P-Value

2026-02-07

Overview

The \(p\)-value is a numerical measure obtained from a statistical test that represents the probability of observing the given data at least as extreme as the observed result, assuming the null hypothesis is true.

In hypothesis testing, \(p\)-values are used to assess whether there is sufficient evidence to reject the null hypothesis. Smaller \(p\)-values indicate stronger evidence against the null hypothesis and increase the likelihood of rejecting it.

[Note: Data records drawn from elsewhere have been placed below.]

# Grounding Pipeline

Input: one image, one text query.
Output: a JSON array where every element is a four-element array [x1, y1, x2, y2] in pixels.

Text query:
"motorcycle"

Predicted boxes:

How to Calculate \(p\)-value

State the null hypothesis \(H_0\)
Calculate a test statistic, like
t-score: \(t = \frac{\bar{x} - \mu}{s / \sqrt{n}}\)
z-score: \(z = \frac{\bar{x} - \mu}{\sigma / \sqrt{n}}\)
Find the area in the distribution
Interpret the results
if \(p < \alpha\) then reject the results
if \(p > \alpha\) then fail to reject the hypothesis
Generally, a \(p\)-value of 0.05 or lower is considered statistically significant

\(p\)-value Graphically

Type I and Type II Errors

The curves represent the expected outcomes under no effect (\(H_0\)) and a real effect (\(H_1\)). Rejecting a true null is a Type I error, while missing a real effect is a Type II error. The vertical line shows the threshold for deciding when to reject \(H_0\).

Code from Previous Graph

  geom_line(aes(y = H0), color = "black", linewidth = 1.2) +
  geom_line(aes(y = H1), color = "blue", linetype = "dashed", linewidth = 1.2) +
  geom_area(data=subset(df, x > z_alpha), aes(y=H0), fill="red", alpha=0.4) +
  geom_area(data=subset(df, x <= z_alpha), aes(y=H1), fill="blue", alpha=0.3) +
  geom_vline(xintercept = z_alpha, linetype="dotted", color="black", linewidth=1) +
  geom_segment(aes(x = 2.8, y = 0.13, xend = 2, yend = 0.05),
               arrow = arrow(length = unit(0.2, "inches")),
               color = "red", linewidth = 1) +
  annotate("text", x=z_alpha+0.6, y=0.35, label="Reject H0", color="black") +
  annotate("text", x=-1.9, y=0.3, label="Fail to Reject H0", color="black") +   # moved left
  annotate("text", x=3.2, y=0.145, label="Type I Error (α)", color="red") +       # moved left and down
  annotate("text", x=-0, y=0.05, label="Type II Error (β)", color="blue") +
  labs(title="Type I and Type II Errors",
       x="Test Statistic / Sample Mean",
       y="Probability Density") +
  theme_minimal(base_size = 12)

How Sample Size Effects p-value

Increasing sample size makes the \(p\)-value smaller
A small sample size increases the probability of a Type II error

Common Misconceptions

A \(p\)-value is not the probability that \(H_0\) is true. It’s a measure of how compatible the observed data are with \(H_0\).
Small \(p\)-value is evidence against \(H_0\), not proof of effect.
Large \(p\)-value is inconclusive, not proof of no effect. It could be due to small sample size or noisy data.
Always consider effect size, sample size, and context.